Quer durch Deutschland ziehen sich die polizeilichen Ermittlungen, auch in Mittelhessen. Auf die Anzeige eines im Internet tätigen Versandhandels aus dem Wetteraukreis, ermittelte die Kripo gegen eine 42-jährige Frau aus Berlin. Nach der Internetbestellung hatte das Wetterauer Unternehmen Waren im Wert von knapp 2.000 Euro an ihre Lieferadresse gesandt. Bei der Bezahlung stellte sich allerdings heraus, dass die Kreditkartendaten betrügerisch erlangt worden waren.

Als die Polizei bei ihr vorsprach, fiel die 42-Jährige "aus allen Wolken". Sie bestätigte den Ermittlern, in den letzten Wochen mehrere Pakete angenommen zu haben. Es habe damit begonnen, dass sie im Internet eine Jobanzeige aufgegeben hatte, um sich etwas dazuzuverdienen. Kurze Zeit später sei sie per Email von einer Frau kontaktiert worden. Diese machte ihr ein Jobangebot. Sie sollte Pakete entgegennehmen, diese umetikettieren und über einen beauftragten Paketversand weiter verschicken. Dafür würde sie zunächst pro Lieferung 25 Euro und später sogar 1.400 Euro im Monat erhalten. Es sei nur ein Nebenjob und dieser werde nicht mehr als 17 Wochenstunden in Anspruch nehmen.

Die 42-Jährige war interessiert und sie erhielt sogar einen Arbeitsvertrag. Alles wirkte seriös - obwohl alle Kontakte, selbst der angeblich Arbeitsvertrag ausschließlich über Email abgewickelt wurden, ohne Telefon-Nummern und auch ohne Adresse. Dann erhielt sie die erste Lieferung, die man ihr ein, zwei Tage vorher -auch per Email- angekündigt hatte. Auch die Adress-Etiketten zum Umetikettieren hatte sie per Email erhalten, packte um, klebte auf und gab sie an den ebenfalls schon informierten Paketdienst weiter. Die meist elektronischen Teile, wie Notebooks, Kameras und anderes, gingen nun nach England, Frankreich, Ukraine und andere Länder. Alles prima! - bis die Polizei eintraf.

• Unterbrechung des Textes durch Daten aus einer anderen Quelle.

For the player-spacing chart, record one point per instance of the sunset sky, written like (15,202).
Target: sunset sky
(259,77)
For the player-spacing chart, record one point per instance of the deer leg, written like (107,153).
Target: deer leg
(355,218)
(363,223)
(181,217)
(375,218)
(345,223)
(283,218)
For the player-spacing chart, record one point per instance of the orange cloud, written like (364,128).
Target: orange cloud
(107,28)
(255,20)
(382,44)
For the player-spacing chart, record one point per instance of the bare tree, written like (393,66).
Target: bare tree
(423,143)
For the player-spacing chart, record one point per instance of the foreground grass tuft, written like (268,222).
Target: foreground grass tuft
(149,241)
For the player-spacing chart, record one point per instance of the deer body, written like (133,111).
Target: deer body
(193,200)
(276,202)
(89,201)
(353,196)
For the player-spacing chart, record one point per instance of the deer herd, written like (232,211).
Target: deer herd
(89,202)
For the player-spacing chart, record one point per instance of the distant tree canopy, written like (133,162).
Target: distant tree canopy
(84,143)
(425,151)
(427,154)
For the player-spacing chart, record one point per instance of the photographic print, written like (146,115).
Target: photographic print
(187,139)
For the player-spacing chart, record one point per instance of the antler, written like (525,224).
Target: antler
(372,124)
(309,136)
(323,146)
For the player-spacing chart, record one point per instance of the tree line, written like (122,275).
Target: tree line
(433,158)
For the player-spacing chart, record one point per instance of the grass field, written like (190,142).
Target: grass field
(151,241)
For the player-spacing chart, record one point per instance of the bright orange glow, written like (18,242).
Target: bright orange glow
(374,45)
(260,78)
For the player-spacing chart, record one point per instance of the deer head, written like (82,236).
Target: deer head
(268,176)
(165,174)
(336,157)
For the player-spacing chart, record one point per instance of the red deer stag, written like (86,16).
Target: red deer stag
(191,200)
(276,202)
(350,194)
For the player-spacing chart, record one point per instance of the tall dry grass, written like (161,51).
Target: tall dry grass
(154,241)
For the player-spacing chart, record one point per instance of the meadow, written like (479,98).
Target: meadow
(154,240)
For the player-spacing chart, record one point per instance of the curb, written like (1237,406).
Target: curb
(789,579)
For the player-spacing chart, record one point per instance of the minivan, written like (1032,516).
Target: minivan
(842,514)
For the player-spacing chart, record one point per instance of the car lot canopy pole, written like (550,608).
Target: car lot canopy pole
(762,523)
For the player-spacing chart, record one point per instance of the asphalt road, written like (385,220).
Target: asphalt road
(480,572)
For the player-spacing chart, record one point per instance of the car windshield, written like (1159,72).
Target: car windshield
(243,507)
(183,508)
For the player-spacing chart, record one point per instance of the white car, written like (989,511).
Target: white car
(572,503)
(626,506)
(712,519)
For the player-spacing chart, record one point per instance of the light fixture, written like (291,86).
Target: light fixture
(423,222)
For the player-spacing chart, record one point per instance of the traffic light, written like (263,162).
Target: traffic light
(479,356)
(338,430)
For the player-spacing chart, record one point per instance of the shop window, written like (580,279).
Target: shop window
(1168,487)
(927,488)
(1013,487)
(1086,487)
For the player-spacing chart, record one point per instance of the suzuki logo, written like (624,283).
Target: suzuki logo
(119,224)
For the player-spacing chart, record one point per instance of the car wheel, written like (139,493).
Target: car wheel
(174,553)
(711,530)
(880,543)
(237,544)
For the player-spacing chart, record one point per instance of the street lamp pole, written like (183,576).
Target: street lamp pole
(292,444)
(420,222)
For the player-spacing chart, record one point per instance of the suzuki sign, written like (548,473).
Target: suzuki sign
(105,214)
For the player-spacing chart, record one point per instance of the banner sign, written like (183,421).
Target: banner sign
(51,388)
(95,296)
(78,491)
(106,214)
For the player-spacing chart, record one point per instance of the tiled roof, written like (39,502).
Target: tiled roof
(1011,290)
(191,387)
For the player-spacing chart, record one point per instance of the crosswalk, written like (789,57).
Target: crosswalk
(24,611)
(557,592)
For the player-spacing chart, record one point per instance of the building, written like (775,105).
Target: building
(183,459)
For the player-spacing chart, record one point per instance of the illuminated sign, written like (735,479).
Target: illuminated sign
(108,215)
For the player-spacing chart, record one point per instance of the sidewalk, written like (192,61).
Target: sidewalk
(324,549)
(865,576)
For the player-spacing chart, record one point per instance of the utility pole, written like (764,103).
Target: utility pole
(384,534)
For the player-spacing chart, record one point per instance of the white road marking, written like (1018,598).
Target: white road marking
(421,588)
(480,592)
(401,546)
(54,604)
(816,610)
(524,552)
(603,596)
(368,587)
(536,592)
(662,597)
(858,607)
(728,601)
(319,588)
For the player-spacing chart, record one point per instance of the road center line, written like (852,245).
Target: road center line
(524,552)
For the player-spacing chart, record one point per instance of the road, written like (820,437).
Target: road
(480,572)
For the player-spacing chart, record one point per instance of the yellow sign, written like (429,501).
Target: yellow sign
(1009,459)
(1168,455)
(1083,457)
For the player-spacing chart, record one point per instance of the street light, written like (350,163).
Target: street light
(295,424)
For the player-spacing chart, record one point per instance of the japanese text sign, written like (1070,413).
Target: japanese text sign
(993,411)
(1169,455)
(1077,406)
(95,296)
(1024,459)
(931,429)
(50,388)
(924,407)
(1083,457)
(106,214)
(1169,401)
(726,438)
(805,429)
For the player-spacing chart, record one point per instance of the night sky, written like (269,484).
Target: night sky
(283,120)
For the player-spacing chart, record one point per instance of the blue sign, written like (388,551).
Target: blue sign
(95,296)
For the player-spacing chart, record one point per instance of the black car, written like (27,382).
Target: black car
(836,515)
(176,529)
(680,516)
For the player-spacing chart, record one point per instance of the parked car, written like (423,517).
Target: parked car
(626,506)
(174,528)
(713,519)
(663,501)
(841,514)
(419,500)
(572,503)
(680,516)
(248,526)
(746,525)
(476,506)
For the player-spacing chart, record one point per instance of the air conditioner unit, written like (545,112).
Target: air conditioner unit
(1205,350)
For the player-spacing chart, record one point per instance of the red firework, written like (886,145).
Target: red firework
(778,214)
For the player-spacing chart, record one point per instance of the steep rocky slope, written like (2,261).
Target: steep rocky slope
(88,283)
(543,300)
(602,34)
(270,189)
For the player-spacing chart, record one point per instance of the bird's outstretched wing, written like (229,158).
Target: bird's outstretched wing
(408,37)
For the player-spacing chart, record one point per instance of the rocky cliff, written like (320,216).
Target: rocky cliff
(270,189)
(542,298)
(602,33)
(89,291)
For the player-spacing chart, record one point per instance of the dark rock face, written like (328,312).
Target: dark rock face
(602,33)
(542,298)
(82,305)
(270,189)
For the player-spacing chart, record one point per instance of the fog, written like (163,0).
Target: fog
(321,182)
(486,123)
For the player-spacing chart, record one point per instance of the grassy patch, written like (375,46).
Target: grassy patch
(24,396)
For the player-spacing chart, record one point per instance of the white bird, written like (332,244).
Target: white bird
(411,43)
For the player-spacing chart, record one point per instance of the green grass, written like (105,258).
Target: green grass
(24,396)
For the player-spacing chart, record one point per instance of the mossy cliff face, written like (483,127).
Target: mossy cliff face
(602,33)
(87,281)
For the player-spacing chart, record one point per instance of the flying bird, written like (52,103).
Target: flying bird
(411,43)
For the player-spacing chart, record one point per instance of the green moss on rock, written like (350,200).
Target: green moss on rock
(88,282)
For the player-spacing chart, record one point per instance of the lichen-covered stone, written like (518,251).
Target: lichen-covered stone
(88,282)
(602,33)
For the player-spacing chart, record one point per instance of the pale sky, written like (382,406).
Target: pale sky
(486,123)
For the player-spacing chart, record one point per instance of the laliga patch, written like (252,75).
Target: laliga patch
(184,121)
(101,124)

Etwa 20 Lieferungen hatte sie schon versandt. Vier konnten die Ermittler noch bei ihr sicherstellen, bevor sie am nächsten Tag vom Paketdienst abgeholt worden wären. Auch an die Lautsprecher der Wetterauer Firma konnte sich die Frau noch erinnern. Diese waren jedoch zwischenzeitlich schon im Ausland. Die Lautsprecherboxen im Wert von rund 1.500 Euro waren per Internet bei dem Wetterauer Händler bestellt worden und von dort an die Berliner Adresse gegangen. Doch die Kreditkartendaten, mit denen noch weitere Umsätze getätigt worden waren, waren betrügerisch abgephisht worden, wie es die Ermittler nennen. Laut Polizei werden jährlich im Internet tausende von Kreditkartendaten ausgespäht und anschließend betrügerisch verwandt. Immer wieder wird vor Phishing, Spam oder Trojanern gewarnt.

In einem anderen Fall der mittelhessischen Kriminalisten wurden mit solch ausgespähten Kreditkartendaten per Internet bei einem Händler Waren zu einem unbewohnten Haus ins Allgäu bestellt. Eine weitere Variante der Gauner, um das Internet für ihre kriminellen Machenschaften zu nutzen. Die Ermittlungen ergaben, dass die in der Bestellung benannte Person nicht existent ist und es sich bei der Lieferadresse um ein leerstehendes, unbewohntes Gebäude handelt. An den Briefkästen bringen diese Ganoven in einigen dieser Fälle ein entsprechend falsches Namensschild an, um die Post- und Paketzusteller zu täuschen.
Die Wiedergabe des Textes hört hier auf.